Recientemente se han cumplido diez años desde la privatización de los ferrocarriles británicos. Pues bien, para asombro de los profetas del apocalipsis ferroviario, la realidad ha sido exactamente la contraria. Gran Bretaña ha experimentado en estos diez años, de largo, el mayor crecimiento en transporte ferroviario de toda Europa, con veinticinco compañías privadas operando en el sector, mientras que la proporción de accidentes no ha dejado de reducirse hasta situarse en una de las más bajas de Europa, 0’1 accidentes por millón de kilómetros recorridos (por poner un caso cercano, en España la proporción de siniestros es exactamente el cuádruple).

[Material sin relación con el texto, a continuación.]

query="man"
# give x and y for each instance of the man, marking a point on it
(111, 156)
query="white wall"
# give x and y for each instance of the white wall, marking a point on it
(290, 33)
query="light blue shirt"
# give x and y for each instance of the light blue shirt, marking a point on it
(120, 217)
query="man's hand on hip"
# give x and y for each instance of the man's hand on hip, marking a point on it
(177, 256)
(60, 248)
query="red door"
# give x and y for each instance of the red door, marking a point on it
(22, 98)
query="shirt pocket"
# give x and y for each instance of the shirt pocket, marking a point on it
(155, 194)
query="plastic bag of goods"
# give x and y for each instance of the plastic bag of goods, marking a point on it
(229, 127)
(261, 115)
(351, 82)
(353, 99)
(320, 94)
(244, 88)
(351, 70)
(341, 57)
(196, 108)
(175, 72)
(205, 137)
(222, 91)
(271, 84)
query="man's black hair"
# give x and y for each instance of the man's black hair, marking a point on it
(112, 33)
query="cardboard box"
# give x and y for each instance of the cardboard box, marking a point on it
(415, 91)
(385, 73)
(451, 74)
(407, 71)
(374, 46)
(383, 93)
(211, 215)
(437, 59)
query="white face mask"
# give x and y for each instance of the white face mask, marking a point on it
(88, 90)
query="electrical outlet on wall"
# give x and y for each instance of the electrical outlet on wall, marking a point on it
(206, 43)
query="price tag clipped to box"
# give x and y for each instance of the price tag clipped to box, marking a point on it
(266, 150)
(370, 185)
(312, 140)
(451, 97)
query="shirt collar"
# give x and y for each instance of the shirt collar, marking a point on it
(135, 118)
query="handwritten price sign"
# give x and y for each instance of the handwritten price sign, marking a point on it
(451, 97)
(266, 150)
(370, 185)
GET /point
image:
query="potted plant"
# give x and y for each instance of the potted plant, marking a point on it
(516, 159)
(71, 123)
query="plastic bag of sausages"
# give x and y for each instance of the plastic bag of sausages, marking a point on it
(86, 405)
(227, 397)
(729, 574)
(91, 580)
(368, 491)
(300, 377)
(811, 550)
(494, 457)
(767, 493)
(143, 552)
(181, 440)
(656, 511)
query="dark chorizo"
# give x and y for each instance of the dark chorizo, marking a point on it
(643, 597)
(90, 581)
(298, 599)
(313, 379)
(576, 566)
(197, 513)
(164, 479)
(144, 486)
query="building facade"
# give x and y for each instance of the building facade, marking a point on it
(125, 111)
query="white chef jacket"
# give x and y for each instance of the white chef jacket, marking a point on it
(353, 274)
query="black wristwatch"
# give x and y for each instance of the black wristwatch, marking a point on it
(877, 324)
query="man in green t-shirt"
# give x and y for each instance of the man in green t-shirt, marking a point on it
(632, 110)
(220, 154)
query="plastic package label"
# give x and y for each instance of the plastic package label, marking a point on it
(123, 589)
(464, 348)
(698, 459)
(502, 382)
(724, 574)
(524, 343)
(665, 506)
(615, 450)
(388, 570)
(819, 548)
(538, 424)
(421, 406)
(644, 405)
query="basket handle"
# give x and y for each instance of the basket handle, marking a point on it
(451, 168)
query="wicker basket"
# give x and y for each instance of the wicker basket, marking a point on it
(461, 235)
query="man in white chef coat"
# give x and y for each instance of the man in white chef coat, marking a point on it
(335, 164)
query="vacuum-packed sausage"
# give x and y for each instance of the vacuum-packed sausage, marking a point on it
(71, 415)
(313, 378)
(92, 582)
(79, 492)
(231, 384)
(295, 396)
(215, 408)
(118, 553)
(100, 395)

El problema de la izquierda es que reduce su discurso a que las cosas se hagan según su método, aunque el resultado sea el contrario del previsto. Su receta es siempre ceder el control de los asuntos al poder político. Si hay un problema, el gobierno crea un organismo (generalmente un "observatorio", que ya es tener humor), se sangra un poco más el presupuesto a costa del bolsillo de los ciudadanos y se proclama que todo está en vías de solución. Por supuesto, la intervención estatal no hace más que agravar la situación, pero para eso el progresismo también tiene una respuesta preparada: "Las cosas están peor, sí, ¡pero aún lo estarían mucho más si no nos hubiéramos encargado nosotros de su cuidado!"
La avalancha del marxismo pasó, pero aún quedan sus sedimentos. Conviene sacar el recogedor y acabar de limpiar los restos, aunque sólo sea por higiene social. En otras palabras, hay que dejar de tener miedo a la libertad y levantar de una vez el tabú de la palabra "privatización". Los países que tienen la valentía de dar ese paso y soportar el primer sarampión de las protestas de la izquierda, ganan en eficiencia y sus ciudadanos se ahorran un buen dinero que pueden destinar al consumo, a la inversión o al ahorro. El dinero donde mejor está es en el bolsillo de los contribuyentes. Sobre todo cuando la alternativa es gastarlo mal para ofrecer unos servicios paupérrimos. En España sabemos algo de todo esto.